The Secret Service is reportedly “under strain” as threat against Obama increase by 400 percent over his predecessor, according to Ronald Kessler, author of In the President’s Secret Service.

Feb., 18, 2010
Andrew Joseph Stack flies a single-engine plane into an Austin, Texas, office building containing nearly 200 IRS employees, killing one and wounding 13. Mixing left and right-wing populism, Stack’s writes in his suicide note that “violence … is the only answer,” and describes “The capitalist creed” as “From each according to his gullibility, to each according to his greed.”

March 4, 2010
An anti-government, 9-11 conspiracist, John Patrick Bedell travels from California to Arlington, Virginia, where he opens fire with a handgun at an entrance to the Pentagon.
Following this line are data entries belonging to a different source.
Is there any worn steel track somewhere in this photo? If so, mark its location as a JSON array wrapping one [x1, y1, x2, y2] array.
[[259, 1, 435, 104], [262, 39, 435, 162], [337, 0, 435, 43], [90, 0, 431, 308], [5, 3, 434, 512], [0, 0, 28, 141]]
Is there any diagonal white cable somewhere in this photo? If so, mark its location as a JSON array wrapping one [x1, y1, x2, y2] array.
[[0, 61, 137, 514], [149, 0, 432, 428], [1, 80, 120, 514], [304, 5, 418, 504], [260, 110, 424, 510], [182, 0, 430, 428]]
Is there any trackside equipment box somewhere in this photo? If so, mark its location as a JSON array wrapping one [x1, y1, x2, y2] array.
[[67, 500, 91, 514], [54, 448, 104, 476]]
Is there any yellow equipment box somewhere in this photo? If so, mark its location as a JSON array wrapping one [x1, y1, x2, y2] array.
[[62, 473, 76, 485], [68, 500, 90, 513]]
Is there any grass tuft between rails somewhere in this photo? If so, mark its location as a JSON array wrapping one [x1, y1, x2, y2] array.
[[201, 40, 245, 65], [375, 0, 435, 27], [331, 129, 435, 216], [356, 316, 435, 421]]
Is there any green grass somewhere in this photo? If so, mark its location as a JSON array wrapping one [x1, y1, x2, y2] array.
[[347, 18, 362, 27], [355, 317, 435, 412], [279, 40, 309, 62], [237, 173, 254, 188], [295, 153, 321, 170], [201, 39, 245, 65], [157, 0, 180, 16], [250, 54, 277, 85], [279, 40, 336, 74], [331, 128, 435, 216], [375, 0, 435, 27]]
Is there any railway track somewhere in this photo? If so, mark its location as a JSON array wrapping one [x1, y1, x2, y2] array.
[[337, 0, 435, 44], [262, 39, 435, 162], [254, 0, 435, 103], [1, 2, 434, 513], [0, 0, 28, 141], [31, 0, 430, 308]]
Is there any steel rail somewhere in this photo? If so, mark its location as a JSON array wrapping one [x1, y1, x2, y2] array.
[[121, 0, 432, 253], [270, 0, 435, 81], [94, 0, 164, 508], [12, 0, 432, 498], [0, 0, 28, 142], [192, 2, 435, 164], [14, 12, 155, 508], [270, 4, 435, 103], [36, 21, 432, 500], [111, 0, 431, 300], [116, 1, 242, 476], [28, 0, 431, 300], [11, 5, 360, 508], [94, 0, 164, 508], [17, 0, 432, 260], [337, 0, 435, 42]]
He shoots and wounds two security guards before being shot and killed himself.

March 29, 2010
Nine members of the Michigan-based “Hutaree” Christian militia are arrested for plotting to kill a law enforcement officer and then detonate improvised explosive devices during the officer’s funeral procession. The group targeted federal officials, members of the law enforcement “brotherhood” and other participants in the “New World Order.”

May 20, 2010
Jerry Kane, Jr., 45, and his son Joseph Kane, 16, fatally shoot two Arkansas police officers with AK-47 assault rifles during a routine traffic stop on Interstate 40 in West Memphis. The Kanes are killed during an exchange of gunfire with police in a Wal-Mart parking lot 90 minutes later. Jerry Kane, an Ohio resident and anti-government activist, considered himself a “sovereign citizen” and ran a business that centered on debt-avoidance scams.

July 18, 2010
After Glenn Beck denounces the progressive Tides Foundation on 29 separate shows, 45-year-old Byron Williams plots “to start a revolution by traveling to San Francisco and killing people of importance at the Tides Foundation and the ACLU.” Before reaching his target, Williams is stopped by police and surrenders after a 12-minute gun battle on an Oakland freeway. His mother says her son was angry at “left-wing politicians” and upset by “the way Congress was railroading through all these left-wing agenda items.”

Jan. 8, 2011
Jared Lee Loughner, 22, shoots U.S. Rep. Gabrielle Giffords (D-AZ) in the head at a “Congress in Your Corner” event at a Safeway supermarket in Tucson, Arizona. He kills six, including federal judge John Roll, and wounds 14, including Giffords.